Here are a few tips on what you can do to make sure that your progress isn't stalling along the path:
Keeping records of your training will help keep you on the right path. This can be something as simple as tracking your sets and reps or a combination of how you train, what you eat and if you have body goals, either weight or different measurements.
There are thousands of ways to keep track of this information, from spreadsheets on Google to high tech apps on your phone to the low tech option of just writing down in a journal.
Personally, we use a Google spreadsheet with our training data in it, which is simple, free, and incredibly flexible. There are world class powerlifters at our gym who use the golden method of pen and paper, STILL, and hit world class numbers.
It doesn't matter WHAT you use at this point, just that you do something that matches up with what you want and something you will use as you continue your journey.
When you track your progress, another bonus you will have is measuring your performance and progress.
By regularly assessing your goals and fitness level by taking a look at the data you have collected, you will know that you're getting closer and closer to what you have set out to do.
Don't worry if it seems like there is a little set back in the short term however, take a look at the larger picture and see that you are 100% further than where you were just a few short weeks ago.
One final thing we will hammer into your head is celebrating any achievement that has come across your plate.
While we aren't saying go crazy, celebrating the little things helps motivation stay strong. It also lets you work towards something just a little bit smaller than the big goal. If you hit a low weight, reward yourself with a fun activity or a meal that you have been really looking forward to.
If you hit your biggest goal, have a day set aside to celebrate that success, then hit the ground running towards the next big target. It's what we have used to keep ourselves moving and grooving.

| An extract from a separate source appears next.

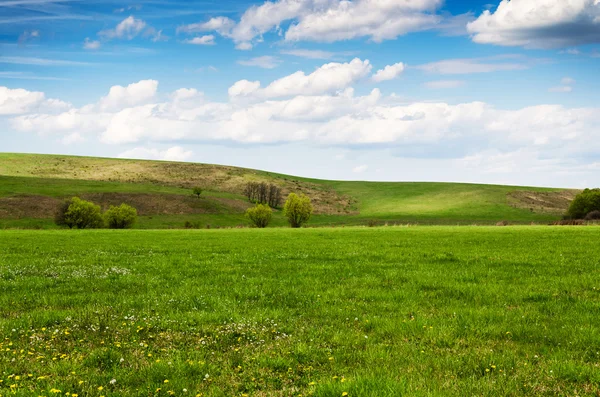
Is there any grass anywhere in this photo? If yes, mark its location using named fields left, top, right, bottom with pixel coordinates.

The Science of Consistency:
If you don't believe us about how important consistency is (which would be crazy, because you've made it this far) here is what some of the experts have to say about hitting your goals.
Scientific research supports the importance of consistency in achieving fitness goals. A study published in the "Journal of Sport and Health Science" (2018) explored the relationship between goal-setting and exercise adherence. The findings revealed that individuals who set specific and attainable goals were more likely to adhere to their exercise routines and maintain consistency.
Conroy, D. E., Elavsky, S., & Hyde, A. L. (2018). Doer's and don'ters: Volitional strategies in the pursuit of exercise goals. Journal of Sport and Health Science, 7(3), 243-251.
As another cornerstone for success, consistency is simply a MUST.
Setting your goals clearly and SMART...ly and establishing a set routine while tracking your progress will allow you to build habits that lead to a lifetime of health and fitness success.
Remember, it's the next step is the most important one you can take on this journey, so enjoy the ride, and keep walking towards the end destination.